Purpose : Variants in genes involved in inflammation and lipid metabolism are known to modulate the risk of age-related macular degeneration (AMD). We aimed to gain insights into their roles in AMD pathogenesis through characterisation of expression profiles in individual retinal cell types by single cell RNA sequencing (scRNA-seq).

Methods : Wildtype C57BL/6J mouse retina was dissociated and submitted for scRNA-seq. Single cell cDNA libraries were generated with the 10x Chromium platform and sequenced with Illumina NovaSeq. RPE was isolated from posterior eyecups with 0.25% trypsin and submitted for bulk RNA-seq. Data were analysed using Seurat v4 in R.
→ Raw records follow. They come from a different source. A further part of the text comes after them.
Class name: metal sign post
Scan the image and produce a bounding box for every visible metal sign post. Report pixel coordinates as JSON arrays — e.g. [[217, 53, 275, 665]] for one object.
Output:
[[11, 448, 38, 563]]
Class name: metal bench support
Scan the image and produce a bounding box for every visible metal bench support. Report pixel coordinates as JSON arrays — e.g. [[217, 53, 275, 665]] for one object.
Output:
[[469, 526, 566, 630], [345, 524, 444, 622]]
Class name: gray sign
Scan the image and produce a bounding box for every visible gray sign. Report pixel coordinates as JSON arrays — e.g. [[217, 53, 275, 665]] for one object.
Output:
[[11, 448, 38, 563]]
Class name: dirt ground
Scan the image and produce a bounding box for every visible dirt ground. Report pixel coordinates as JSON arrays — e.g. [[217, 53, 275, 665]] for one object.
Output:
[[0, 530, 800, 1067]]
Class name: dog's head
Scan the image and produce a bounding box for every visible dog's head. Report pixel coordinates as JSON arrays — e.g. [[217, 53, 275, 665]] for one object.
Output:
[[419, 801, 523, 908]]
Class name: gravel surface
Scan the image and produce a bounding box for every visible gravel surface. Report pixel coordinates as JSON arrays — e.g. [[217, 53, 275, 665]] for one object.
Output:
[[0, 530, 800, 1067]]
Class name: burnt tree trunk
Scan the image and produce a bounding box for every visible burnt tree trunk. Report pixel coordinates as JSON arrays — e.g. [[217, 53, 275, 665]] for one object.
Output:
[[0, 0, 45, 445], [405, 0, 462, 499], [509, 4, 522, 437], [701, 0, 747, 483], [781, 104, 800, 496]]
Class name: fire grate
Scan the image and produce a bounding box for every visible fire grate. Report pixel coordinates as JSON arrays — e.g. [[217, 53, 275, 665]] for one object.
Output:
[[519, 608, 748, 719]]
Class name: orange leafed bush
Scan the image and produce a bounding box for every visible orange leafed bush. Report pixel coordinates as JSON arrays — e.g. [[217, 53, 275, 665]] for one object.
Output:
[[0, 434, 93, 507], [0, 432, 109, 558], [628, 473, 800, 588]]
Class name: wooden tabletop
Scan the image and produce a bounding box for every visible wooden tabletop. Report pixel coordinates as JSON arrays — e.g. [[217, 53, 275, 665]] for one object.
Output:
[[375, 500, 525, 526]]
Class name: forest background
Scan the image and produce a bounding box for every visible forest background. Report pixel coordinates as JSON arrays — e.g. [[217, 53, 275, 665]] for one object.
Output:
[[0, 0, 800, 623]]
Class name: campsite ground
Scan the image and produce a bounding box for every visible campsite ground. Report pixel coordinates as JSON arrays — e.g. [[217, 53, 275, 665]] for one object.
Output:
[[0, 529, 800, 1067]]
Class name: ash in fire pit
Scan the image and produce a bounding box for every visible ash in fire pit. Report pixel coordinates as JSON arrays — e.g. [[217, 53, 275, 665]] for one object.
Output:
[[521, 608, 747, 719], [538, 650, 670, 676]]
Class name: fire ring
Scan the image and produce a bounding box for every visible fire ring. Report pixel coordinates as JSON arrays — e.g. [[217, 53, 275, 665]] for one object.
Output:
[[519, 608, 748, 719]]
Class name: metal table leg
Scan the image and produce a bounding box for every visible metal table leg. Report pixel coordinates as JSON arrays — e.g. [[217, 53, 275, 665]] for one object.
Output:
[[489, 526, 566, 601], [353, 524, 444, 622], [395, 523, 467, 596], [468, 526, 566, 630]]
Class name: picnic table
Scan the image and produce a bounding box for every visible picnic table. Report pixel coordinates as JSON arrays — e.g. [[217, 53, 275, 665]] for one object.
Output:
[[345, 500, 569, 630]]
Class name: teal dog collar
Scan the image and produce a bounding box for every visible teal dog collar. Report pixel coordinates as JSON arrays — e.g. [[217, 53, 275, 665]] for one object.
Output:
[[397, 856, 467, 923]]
Results : Sixteen transcriptionally distinct retinal cell populations were identified on UMAP clustering of scRNA-seq data: rods, cones, microglia, Müller glia, 2 clusters of rod bipolar cells, 2 clusters of amacrine cells, and 8 subtypes of cone bipolar cells. When transcript levels were normalised and compared with reference to a house-keeping gene (Gapdh), complement factor H (Cfh) was expressed significantly by the RPE and microglia. Complement C3 was expressed minimally by RPE while no significant expression of C5 was detected by any retinal cell type. In terms of lipid metabolism genes, apolipoprotein E (Apoe) was abundantly expressed by Müller glia and RPE and, to a lesser degree, by microglia. The cholesterol transporter (Abca1) was minimally expressed by the RPE, while hepatic lipase (Lipc) was not expressed in the retina. Finally, serine protease (Htra1) was expressed in RPE, Müller glia and amacrine cells.

Conclusions : Single cell retinal transcriptomic profiling implicates specific cell populations in AMD pathogenesis. The results are consistent with ocular complement factors being predominantly blood-derived with selective regulatory components (e.g. Cfh) being produced locally by the RPE and microglia. Apoe stands out as a locally produced lipid transport protein, consistent with its abundance within soft drusen and subretinal drusenoid deposits. Overall, the RPE, Müller glia and microglia appear to be the main modulators of AMD risk.

This abstract was presented at the 2023 ARVO Annual Meeting, held in New Orleans, LA, April 23-27, 2023.